Fitness tracking kingpin Fitbit is the subject of a class-action lawsuit over allegations its heart-rate tracking technology is inaccurate.

As reported by The Verge, plaintiffs in three states are claiming the Fitbit Surge and Charge HR products misrepresent heart rate data by a “significant margin.”

The data is particularly off during heavy exercise, according to the claimants from California, Colorado and Wisconsin.

The complainants are seeking compensation, plus damages for so called “economic injuries.”
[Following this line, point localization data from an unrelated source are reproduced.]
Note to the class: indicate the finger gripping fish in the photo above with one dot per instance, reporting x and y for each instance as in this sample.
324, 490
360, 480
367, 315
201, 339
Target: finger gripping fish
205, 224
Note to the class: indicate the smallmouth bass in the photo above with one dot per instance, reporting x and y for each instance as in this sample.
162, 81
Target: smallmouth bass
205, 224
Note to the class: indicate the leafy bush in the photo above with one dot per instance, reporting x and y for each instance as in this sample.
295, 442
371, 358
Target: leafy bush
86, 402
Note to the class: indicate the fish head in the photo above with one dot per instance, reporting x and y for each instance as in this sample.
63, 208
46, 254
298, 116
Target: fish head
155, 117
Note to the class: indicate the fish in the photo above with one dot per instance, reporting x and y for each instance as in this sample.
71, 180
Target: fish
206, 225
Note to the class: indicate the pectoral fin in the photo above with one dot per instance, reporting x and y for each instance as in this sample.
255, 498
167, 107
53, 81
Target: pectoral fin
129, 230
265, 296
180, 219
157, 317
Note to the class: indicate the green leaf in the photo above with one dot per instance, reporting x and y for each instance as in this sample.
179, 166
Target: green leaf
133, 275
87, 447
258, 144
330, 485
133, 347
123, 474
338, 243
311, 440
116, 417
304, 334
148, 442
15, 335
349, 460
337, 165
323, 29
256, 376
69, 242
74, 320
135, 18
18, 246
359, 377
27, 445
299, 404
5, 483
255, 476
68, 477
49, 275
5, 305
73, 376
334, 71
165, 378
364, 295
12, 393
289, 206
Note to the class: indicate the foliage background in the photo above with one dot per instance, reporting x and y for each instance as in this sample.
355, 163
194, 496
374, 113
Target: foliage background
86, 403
Fitbit has promised to “vigorously defend” the lawsuit, claiming its devices aren’t intended for use as scientific and medical devices.

The company said: “[We] strongly disagrees with the statements made in the complaint and plans to vigorously defend the lawsuit…PurePulse [Fitbit’s proprietary heart rate tech] provides better overall heart rate tracking than cardio machines at the gym, as it tracks your heart rate continuously even while you’re not at the gym or working out. But it’s also important to note that Fitbit trackers are designed to provide meaningful data to our users to help them reach their health and fitness goals, and are not intended to be scientific or medical devices.”

The class-action suit arrived during a rough week for the market leader.

The unveiling of the new Fitbit Blaze smartwatch at CES 2016 caused shares to drop 18 per cent.

Fitbit’s first official smartwatch is an affordable alternative to the Apple Watch and Android Wear devices will be out in March.

It offers a simpler approach than many of the leading smartwatches, building upon the firm’s fitnesses-focus offerings.

Fitbit CEO James Park says: “People have struggled with what the killer app is for smartwatches. For us it’s health and fitness. It’s really cumbersome on the Apple Watch sometimes to see what is my daily activity because they are trying to do so many things.”

Apparently, shareholders failed to agree. After a great 2015, this year hasn’t gotten off to the best start for Fitbit.